Elio, 17 ans, passe comme chaque été ses vacances en Italie, dans la spacieuse résidence secondaire de ses parents. Il y mène une vie tranquille, entre la lecture, la musique et les sorties. Son père professeur accueille chaque année un étudiant durant la période estivale pour l’aider dans son travail. C’est Oliver, jeune doctorant en philosophie venu tout droit des Etats-Unis, qui est hébergé par la famille d’Elio au cours de cet été de 1983.

Oliver a tout pour plaire. Beau, intelligent et intriguant, il séduit rapidement tous ceux qui l’entourent. Si Elio semble au départ agacé par la désinvolture de ce nouvel invité, ses gestes, ses expressions, ses paroles et ses actes trahissent ses pensées. On se rend bien compte que les apparences ne font que dissimuler un intérêt évident pour ce nouvel arrivant, cachant même une crainte de lui déplaire.

Alors que chacun flirte de son côté, Elio s’interroge sur ses propres sentiments et tente d’approcher Oliver. Progressivement, une certaine complicité se construit entre eux. Au cours d’instants partagés, les conversations d’abord innocentes deviennent ambiguës, et la tentation se fait toujours plus forte. Un amour à la fois discret et bruyant grandit, entretenu dans les silences et les regards, jusqu’à ce que la découverte des statues antiques dans le lac révèle l’évidence. L’allure de ces corps sculptés et courbés, évoquant une splendeur charnelle irrésistible, apparaît comme un curieux reflet de ce désir grandissant entre deux êtres inévitablement attirés l’un envers l’autre.

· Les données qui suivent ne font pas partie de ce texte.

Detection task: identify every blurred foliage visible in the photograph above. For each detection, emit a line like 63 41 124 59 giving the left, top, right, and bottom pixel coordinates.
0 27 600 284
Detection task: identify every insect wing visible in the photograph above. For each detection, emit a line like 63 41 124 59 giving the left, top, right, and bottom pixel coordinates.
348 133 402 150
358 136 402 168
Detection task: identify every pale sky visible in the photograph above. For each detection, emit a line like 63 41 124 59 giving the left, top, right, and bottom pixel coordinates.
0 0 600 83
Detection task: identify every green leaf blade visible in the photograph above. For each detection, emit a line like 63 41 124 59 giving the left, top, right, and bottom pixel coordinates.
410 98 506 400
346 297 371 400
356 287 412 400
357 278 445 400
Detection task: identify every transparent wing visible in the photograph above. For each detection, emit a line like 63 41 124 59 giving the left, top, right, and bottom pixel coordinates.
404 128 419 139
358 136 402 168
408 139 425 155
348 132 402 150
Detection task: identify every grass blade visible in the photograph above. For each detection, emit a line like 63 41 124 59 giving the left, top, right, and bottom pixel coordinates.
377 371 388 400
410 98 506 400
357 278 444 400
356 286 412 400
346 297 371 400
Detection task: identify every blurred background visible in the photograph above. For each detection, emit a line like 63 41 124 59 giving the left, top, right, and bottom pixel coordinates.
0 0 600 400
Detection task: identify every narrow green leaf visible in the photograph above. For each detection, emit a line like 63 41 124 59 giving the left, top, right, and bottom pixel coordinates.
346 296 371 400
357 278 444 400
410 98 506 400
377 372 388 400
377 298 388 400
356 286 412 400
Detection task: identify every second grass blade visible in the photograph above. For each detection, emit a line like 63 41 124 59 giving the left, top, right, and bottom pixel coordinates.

Tout au long du film, on accompagne Elio dans ses moments de doute, d’exaltation et de solitude. Lorsqu’il attend patiemment Oliver, c’est comme si l’on attendait nous aussi interminablement cet être adoré, pour pouvoir le serrer dans nos bras et sentir sa présence rassurante. Assumant sa sensibilité et ses émotions sans artifice, le personnage d’Elio, interprété par le talentueux Timothée Chalamet, est touchant de sincérité.
L’ultime retranchement du plan final réussit à mes yeux à capturer toute la complexité des sentiments d’Elio. Face à la cheminée, il contemple ce passé révolu et ces souvenirs qui le marqueront à jamais. La chanson « Visions of Gideon » qui l’accompagne en fait un épilogue sublime dans sa simplicité, teinté de mélancolie dans sa capacité à évoquer le manque de cet être, hier encore si proche, et désormais irrémédiablement insaisissable.

Avec cette adaptation du roman d’André Aciman, Luca Guadagnino parvient brillamment à nous émouvoir en capturant certains mouvements, gestes et paroles, qui sont autant de détails paraissant anodins mais dont on se souvient par ce qu’ils nous évoquent. Les fruits mûrs et juteux, les repas conviviaux, les soirées entre amis et les moments de détente au bord de l’eau font appel à nos sens et illustrent la « dolce vita » estivale. L’influence du co-scénariste James Ivory est perceptible dans quelques scènes empreintes d’un romantisme dépouillé et touchant.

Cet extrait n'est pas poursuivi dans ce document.